Piotr Żyła zdeklasował konkurentów. Fantastyczny występ w Planicy
W sobotę 1 kwietnia skoczkowie narciarscy rywalizują w lotach w słoweńskiej Planicy. Weekendowe zmagania będą ostatnim etapem kończącego się już sezonu. W pierwszej kolejności odbył się konkurs indywidualny, w którym udział wzięło czterech Polaków. Następnie zaplanowano zawody drużynowe. Jak spisali się reprezentanci Polski na czele z Kamilem Stochem oraz Piotrem Żyłą?
Wiatr pokrzyżował plany organizatorom
Pierwszy z dwóch zaplanowanych indywidualnych konkursów lotów w Planicy miał odbyć się w piątek 31 marca. Tego dnia główną rolę na Letalnicy odgrywał jednak wiatr, który uniemożliwił przeprowadzenie zawodów.
Na wstępie dnia odwołano serię próbną. Organizatorzy robili jednak co w ich mocy, by odbyła się chociaż jedna seria konkursu. Z tego względu kilkukrotnie przekładano start rywalizacji. Początkowo zmagania rozpocząć miały się o godzinie 15. Następnie, aż do godz. 17, kilka razy co pół godziny odkładano start piątkowego konkursu. Ostatecznie podjęto decyzję o przeniesieniu zawodów na sobotę.

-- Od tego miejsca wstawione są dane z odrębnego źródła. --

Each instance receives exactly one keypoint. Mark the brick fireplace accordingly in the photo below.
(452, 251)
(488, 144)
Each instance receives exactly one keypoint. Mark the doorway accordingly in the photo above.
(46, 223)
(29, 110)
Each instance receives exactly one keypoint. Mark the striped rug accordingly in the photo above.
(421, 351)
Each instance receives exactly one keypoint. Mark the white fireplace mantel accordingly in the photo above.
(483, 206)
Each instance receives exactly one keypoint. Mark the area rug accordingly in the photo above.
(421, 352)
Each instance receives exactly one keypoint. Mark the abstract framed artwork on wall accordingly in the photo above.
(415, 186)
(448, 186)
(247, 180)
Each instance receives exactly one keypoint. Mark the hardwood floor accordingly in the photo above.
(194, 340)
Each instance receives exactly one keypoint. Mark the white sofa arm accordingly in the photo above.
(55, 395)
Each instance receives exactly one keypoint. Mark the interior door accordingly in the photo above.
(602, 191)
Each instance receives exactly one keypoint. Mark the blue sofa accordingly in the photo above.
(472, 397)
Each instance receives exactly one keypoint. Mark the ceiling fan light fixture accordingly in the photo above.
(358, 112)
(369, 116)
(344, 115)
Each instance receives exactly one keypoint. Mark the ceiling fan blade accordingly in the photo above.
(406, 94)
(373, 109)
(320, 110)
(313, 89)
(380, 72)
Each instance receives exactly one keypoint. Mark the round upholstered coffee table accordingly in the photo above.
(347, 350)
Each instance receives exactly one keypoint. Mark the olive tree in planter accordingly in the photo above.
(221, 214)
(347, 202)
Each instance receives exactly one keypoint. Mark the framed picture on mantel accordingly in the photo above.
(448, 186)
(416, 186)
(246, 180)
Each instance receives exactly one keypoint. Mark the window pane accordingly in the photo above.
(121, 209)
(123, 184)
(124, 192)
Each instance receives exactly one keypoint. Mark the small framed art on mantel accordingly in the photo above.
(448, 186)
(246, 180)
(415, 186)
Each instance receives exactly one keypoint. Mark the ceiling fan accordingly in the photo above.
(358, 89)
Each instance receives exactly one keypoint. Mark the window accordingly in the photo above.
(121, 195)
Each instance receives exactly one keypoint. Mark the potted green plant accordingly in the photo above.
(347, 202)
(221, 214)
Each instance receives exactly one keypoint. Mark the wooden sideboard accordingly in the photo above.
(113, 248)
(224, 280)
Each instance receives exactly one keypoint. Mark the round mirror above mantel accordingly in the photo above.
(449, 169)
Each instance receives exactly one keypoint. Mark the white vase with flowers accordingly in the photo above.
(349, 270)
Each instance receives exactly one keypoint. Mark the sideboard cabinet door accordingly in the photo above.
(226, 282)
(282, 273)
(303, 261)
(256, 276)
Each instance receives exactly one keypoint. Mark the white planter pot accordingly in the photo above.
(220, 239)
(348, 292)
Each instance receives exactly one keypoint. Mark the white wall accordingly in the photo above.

"Nasz nowy dom". Jej ojciec zabił jej matkę i siebie. Tragedia uczestników programu
Konkurs indywidualny w Planicy. Piotr Żyła na podium
Rywalizacja w sobotnim konkursie indywidualnym z jedną serią skoków rozpoczęła się od 8:45. W zawodach udział wzięło 40 skoczków, w tym 4 Polaków. Jako pierwszy z naszych reprezentantów zaprezentował się Andrzej Stękała, który po kompletnie nieudanym locie na odległość zaledwie 176,5 metra zakończył zmagania na ostatnim miejscu.
O niebo lepszy skok oddał Aleksander Zniszczoł. Lądując na 222,5 metrze Letalnicy, uplasował się na 14 lokacie. W pięknym stylu na odległość 225 metrów poleciał Kamil Stoch, co pozwoliło mu na zajęcie 10 miejsca w konkursie. Jako ostatni z Polaków na belce pojawił się Piotr Żyła. Po fantastycznym locie na odległość 234 metrów reprezentant Polski zakończył rywalizację na trzecim miejscu. Sobotni konkurs indywidualny w Planicy wygrał Stefan Kraft. Drugi był Anze Lanisek.
Ostatnie momenty sezonu
Przed zawodnikami bardzo pracowity dzień. Już o godz. 10 rozpocznie się konkurs drużynowy na Letalnicy, w którym rywalizować będzie 9 reprezentacji. Polacy swoje próby będą oddawali z szóstym numerem startowym. Co ciekawe, w składzie naszych reprezentantów zabraknie Andrzeja Stękały. W jego miejsce trener zdecydował się wprowadzić oddającego w Planicy gorsze skoki - Pawła Wąska.
Finał sezonu Pucharu Świata 22/23 będzie miał miejsce w niedzielę 2 kwietnia. W ostatnim konkursie udział weźmie czołowa trzydziestka klasyfikacji generalnej. W rywalizacji w Planicy zabraknie rzecz jasna Dawida Kubackiego, który z racji problemów zdrowotnych małżonki, zrezygnował z końcowej fazy sezonu.